In 1937, Australian Home Beautiful described Cairo as being the smartest block of luxury/economy bachelor flats in Melbourne. They were considered significant because they introduced to Melbourne 'a new solution of the problem of combining what are so often incompatibles - space-economy, comfort, absolute modernity, and minimum rentals'.

The set of 28 flats were designed by the architect Best Overend who had recently returned from England after working with Wells Coates, the British architect who specialised in the latest flat-roofed modern architecture from Europe. The two storey, red brick and concrete, U-shaped block was built in the garden of a nineteenth century mansion which formerly occupied the site.
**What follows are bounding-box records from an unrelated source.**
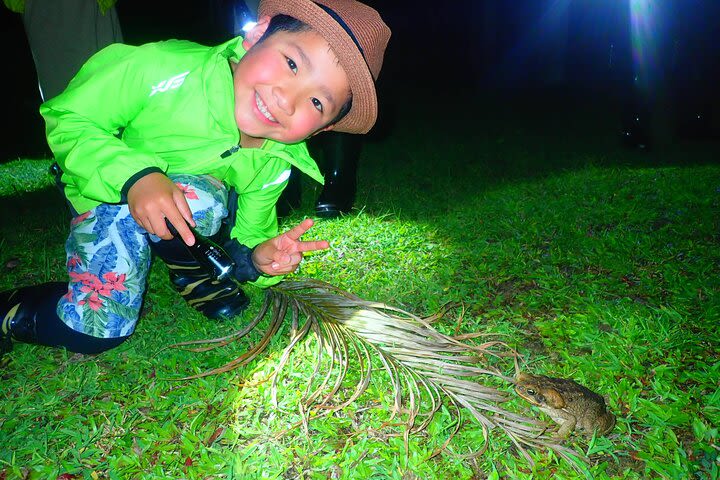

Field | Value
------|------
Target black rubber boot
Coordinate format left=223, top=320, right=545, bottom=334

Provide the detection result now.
left=150, top=237, right=250, bottom=320
left=315, top=132, right=361, bottom=218
left=0, top=282, right=68, bottom=355
left=275, top=166, right=302, bottom=218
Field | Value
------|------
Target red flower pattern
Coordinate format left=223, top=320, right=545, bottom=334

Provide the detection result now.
left=175, top=183, right=200, bottom=200
left=78, top=287, right=103, bottom=312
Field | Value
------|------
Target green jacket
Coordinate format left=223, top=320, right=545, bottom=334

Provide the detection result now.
left=3, top=0, right=116, bottom=15
left=40, top=37, right=323, bottom=286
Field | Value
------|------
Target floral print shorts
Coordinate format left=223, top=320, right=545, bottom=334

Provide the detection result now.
left=57, top=175, right=228, bottom=338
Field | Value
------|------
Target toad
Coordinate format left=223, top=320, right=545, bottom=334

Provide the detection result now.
left=515, top=373, right=615, bottom=438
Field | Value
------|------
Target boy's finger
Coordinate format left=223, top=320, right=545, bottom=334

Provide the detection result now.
left=285, top=218, right=313, bottom=240
left=298, top=240, right=330, bottom=252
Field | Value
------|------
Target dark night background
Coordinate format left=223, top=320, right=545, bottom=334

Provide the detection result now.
left=0, top=0, right=720, bottom=161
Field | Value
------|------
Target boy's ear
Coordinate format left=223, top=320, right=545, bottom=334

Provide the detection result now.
left=243, top=15, right=270, bottom=51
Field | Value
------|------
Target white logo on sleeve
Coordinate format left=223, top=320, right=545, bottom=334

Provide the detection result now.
left=150, top=70, right=190, bottom=97
left=261, top=169, right=290, bottom=190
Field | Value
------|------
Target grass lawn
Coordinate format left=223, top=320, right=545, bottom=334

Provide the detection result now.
left=0, top=87, right=720, bottom=480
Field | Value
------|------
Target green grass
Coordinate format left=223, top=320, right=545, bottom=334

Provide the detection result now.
left=0, top=88, right=720, bottom=480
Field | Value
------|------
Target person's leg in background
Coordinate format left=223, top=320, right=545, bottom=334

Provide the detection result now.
left=23, top=0, right=122, bottom=100
left=309, top=132, right=362, bottom=218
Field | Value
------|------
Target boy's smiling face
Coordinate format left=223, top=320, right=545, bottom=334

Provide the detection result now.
left=233, top=18, right=350, bottom=144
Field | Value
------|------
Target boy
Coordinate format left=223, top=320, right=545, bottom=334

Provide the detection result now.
left=0, top=0, right=390, bottom=353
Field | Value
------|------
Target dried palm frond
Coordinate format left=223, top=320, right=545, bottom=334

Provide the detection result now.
left=169, top=278, right=582, bottom=463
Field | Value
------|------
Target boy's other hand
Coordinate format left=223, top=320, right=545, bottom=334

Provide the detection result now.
left=128, top=172, right=195, bottom=245
left=252, top=218, right=330, bottom=275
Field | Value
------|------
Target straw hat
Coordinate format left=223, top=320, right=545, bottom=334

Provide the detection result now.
left=258, top=0, right=390, bottom=133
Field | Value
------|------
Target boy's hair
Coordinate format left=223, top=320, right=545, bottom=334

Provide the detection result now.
left=257, top=15, right=352, bottom=125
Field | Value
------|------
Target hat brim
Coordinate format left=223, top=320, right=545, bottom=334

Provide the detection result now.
left=258, top=0, right=378, bottom=133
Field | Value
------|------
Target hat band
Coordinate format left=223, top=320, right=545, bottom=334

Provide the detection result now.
left=313, top=2, right=367, bottom=63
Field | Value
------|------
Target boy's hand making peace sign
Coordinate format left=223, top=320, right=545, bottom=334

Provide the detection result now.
left=252, top=218, right=330, bottom=275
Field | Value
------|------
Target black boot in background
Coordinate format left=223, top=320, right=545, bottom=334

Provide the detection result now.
left=0, top=282, right=68, bottom=356
left=275, top=167, right=302, bottom=218
left=315, top=132, right=362, bottom=218
left=149, top=237, right=250, bottom=320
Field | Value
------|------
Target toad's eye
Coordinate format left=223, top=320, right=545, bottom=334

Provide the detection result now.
left=312, top=97, right=323, bottom=113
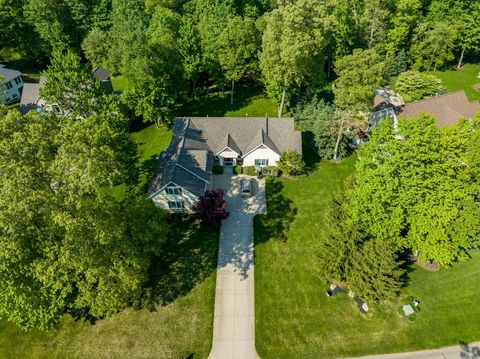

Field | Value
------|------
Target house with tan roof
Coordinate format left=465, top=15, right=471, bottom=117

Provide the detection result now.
left=148, top=117, right=302, bottom=212
left=368, top=88, right=480, bottom=127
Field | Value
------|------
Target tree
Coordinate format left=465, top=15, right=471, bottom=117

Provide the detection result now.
left=82, top=28, right=110, bottom=66
left=385, top=0, right=422, bottom=56
left=362, top=0, right=389, bottom=49
left=260, top=0, right=331, bottom=117
left=193, top=189, right=229, bottom=228
left=410, top=22, right=457, bottom=72
left=0, top=109, right=167, bottom=329
left=317, top=194, right=404, bottom=302
left=394, top=70, right=447, bottom=102
left=455, top=2, right=480, bottom=68
left=218, top=16, right=259, bottom=105
left=294, top=97, right=352, bottom=159
left=347, top=116, right=480, bottom=266
left=333, top=49, right=385, bottom=160
left=40, top=49, right=102, bottom=117
left=277, top=151, right=305, bottom=176
left=347, top=240, right=404, bottom=302
left=333, top=49, right=385, bottom=113
left=119, top=7, right=183, bottom=126
left=193, top=0, right=235, bottom=88
left=179, top=17, right=202, bottom=99
left=317, top=194, right=364, bottom=281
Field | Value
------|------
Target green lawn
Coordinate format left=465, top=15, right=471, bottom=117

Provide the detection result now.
left=0, top=125, right=218, bottom=359
left=432, top=64, right=480, bottom=101
left=0, top=221, right=218, bottom=359
left=255, top=157, right=480, bottom=359
left=108, top=124, right=172, bottom=200
left=110, top=75, right=128, bottom=91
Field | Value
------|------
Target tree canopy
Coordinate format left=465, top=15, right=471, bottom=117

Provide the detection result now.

Each flat has a front door with a porthole window and a steel-framed Chicago window which opens onto a cantilevering concreted balcony. Common elevated concrete walkways provide access to each flat. The roof, originally intended for sun baking, can be reached by a dramatic cantilevering concrete staircase with a single steel rail curving elegantly upwards. The focus of each one-room flat is a 4 x 3 metre bed-sitting room. Off this space, which was intended for both living and sleeping, are a bathroom and a kitchenette. This latter space was designed to contain a gas cooker, cupboard storage and a tiny meal alcove with built-in seats for two people. Eight two-room flats are also included in the block. Service hatchways and dustbin latches solved housekeeping problems for the busy bachelor and in Hanover Street, the attached single-storey red brick building was a cafeteria for the residents.